It is always important to monitor PostgreSQL.
The things that should be monitored:
- Disk space and system load
- Memory and I/O
- 1 minute bins
A backup can be easily performed with pg_dump. it is useful as it has a low impact on the database by making a copy of the database. However this becomes impractical if database is bigger than a couple of GB.
Another solution is the use of streaming replication.
Best solution for large databases and easy to set up. This maintains an exact copy of the database on another server or another data folder on same host. This is only a database-level guard, if application fails, you need something else for that application.
Slave nodes (replicated nodes) can be used for read queries to leverage read on a cluster. You might be getting query cancellations, so in this case increase max_standby_streaming_delay to 200% of the longest query execution time. It is possible to take a dump of a replica.
Streaming replication is an all-or-nothing model.
PostgreSQL is based on WAL (write-ahead log), which are records about what is happening on the database. A recovery consists roughly in replaying those records at instance restart.
It is important to maintain a set of base backups and WAL segments on a (remote) server.
It can be used for point-in-time recovery in case of an application (or DBA) failure. This is more complex to setup by it is worth the move, however this cannot be used alongside streaming replication.
A database encoding is defined at database creation.
The defaults are perhaps hot what you are looking for.
You should use UTF-8 encoding, and sometimes C-collate makes sense.
Addition of a column on a large table. PostgreSQL needs an exclusive lock on the table and rewrites it completely tuple by tuple in this case. So if you add a column, the table will not be accessible to other sessions for a long time if your table is really huge.
Avoid also to do things like watching production system fall over and go boom as PostgreSQL appears to freeze…
In case of schema migrations, as mentioned before, all modifications to a table take an exclusive lock on that table while the modification is being done. If you add or delete a column with a default value, the table will be rewritten. This can take a looong tim, and table data will be inaccessible to the other sessions.

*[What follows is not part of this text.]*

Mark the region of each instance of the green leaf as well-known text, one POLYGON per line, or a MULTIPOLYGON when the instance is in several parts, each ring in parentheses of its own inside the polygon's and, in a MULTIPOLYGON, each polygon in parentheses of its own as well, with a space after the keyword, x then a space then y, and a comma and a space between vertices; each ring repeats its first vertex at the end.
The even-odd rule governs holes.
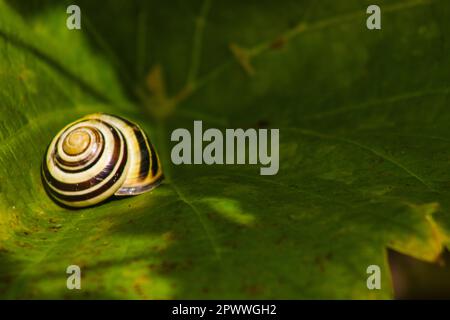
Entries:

However there are solutions for that.
- Create columns as not NOT NULL,then add constraint later once field is filled. This takes a lock of course, but a faster one…
- Create a new table, and copy values into it. Old table can be read, not written.
Those are sessions doing absolutely nothing, waiting for the application some action. You should avoid that, your session is wasted.
Once in a long while, PostgreSQL needs to scan (and sometimes write) every table and this can be a big surprise. Once every few months, pick a (very) slack period and do a VACUUM FREEZE. This is important to clean up completely your database from time to time.